Never had santa rosa, but Satsuma seems to work here so far… i’m sure i’ll see some damage when we hit -20Fs…

That’s good I have that tree too. Second leaf. it had very few flowers, no set at all.

Mine did that last year…had lots of flowers///zero fruit…we’re better this year.

It set very good on my “frankentree” and decent on the nectarine seedling… I’ll thin these soon. I need to spray them a little more. PC is very active right now.

I’m going to add a lone tree of WSR for sure.
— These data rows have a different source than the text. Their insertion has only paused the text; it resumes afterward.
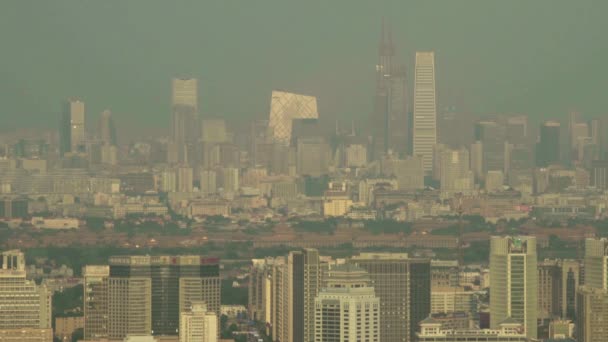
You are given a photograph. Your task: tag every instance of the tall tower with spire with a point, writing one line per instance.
(389, 119)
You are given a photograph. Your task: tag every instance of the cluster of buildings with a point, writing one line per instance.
(405, 164)
(171, 298)
(395, 297)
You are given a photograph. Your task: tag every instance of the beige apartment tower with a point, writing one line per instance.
(24, 306)
(95, 299)
(346, 308)
(403, 286)
(425, 109)
(514, 282)
(198, 324)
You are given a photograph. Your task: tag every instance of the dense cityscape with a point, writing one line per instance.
(418, 223)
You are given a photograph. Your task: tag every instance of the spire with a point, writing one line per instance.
(386, 49)
(390, 45)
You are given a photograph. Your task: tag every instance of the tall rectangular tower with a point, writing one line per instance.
(72, 130)
(596, 263)
(146, 294)
(389, 120)
(514, 282)
(95, 301)
(184, 106)
(303, 284)
(403, 286)
(425, 109)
Satsuma is also somewhat fragile here. It probably is about more than zones when trees get injured cambium from weather events. I get to look at lots of trees in my nursery and they are being transplanted a couple of times before being moved to permanent locations, which increases stress. Satsuma, Black Amber, Queen Rosa, Ruby Queen and Santa Rosa suffer notably more cambium burn than Shiro or Methely with the same treatment. In my orchard, both of my Santa Rosas are scarred.

My winter and/or early spring temps may fluctuate more than in the Z5’s reporting here.
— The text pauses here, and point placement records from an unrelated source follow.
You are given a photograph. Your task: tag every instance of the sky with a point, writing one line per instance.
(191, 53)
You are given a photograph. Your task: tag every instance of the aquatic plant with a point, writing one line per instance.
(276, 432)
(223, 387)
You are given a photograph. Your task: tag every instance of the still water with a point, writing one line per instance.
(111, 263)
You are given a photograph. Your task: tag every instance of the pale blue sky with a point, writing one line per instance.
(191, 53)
My Satsuma does not suffer cambium burn.

Flower buds got zapped in early April freeze. Prior to that it was dormant enough and survived -10,-12 F in Feb ( only a couple of days).

No bloom on Satsuma. Ton of blooms on Shiro. I spoke too soon about Shiro could be partial fruitful. So far, all tiny fruitlets yellowed and fell off.

I grafted about 10 varieties of plums andpluots on Shiro, hopefully, to avoid future pollination issue.

I am in a are of zone 5 where temperatures wildly fluctuate. We can be 80 degrees one day in “spring” and then close to freezing a day or two later. We do not have predictable weather by any means.

One thing nice about Wisconsin…most of the time./…we stay cold until late…so most stuff stays very dormant until at the earliest early April. For the most part we keep snowcover into mid March or even later. In winter a warm day around here is mid 40Fs (say Jan/Feb)… . even that is rare. We usually avg a day or more of temps that do not go above 0F. Avg lows the past ten years…i’d say is in that -20F to -22F range…

I would say this year we are ahead of what i’d consider normal. March 2012 was similar… Not sure if this is a trend or just some cycle we are in.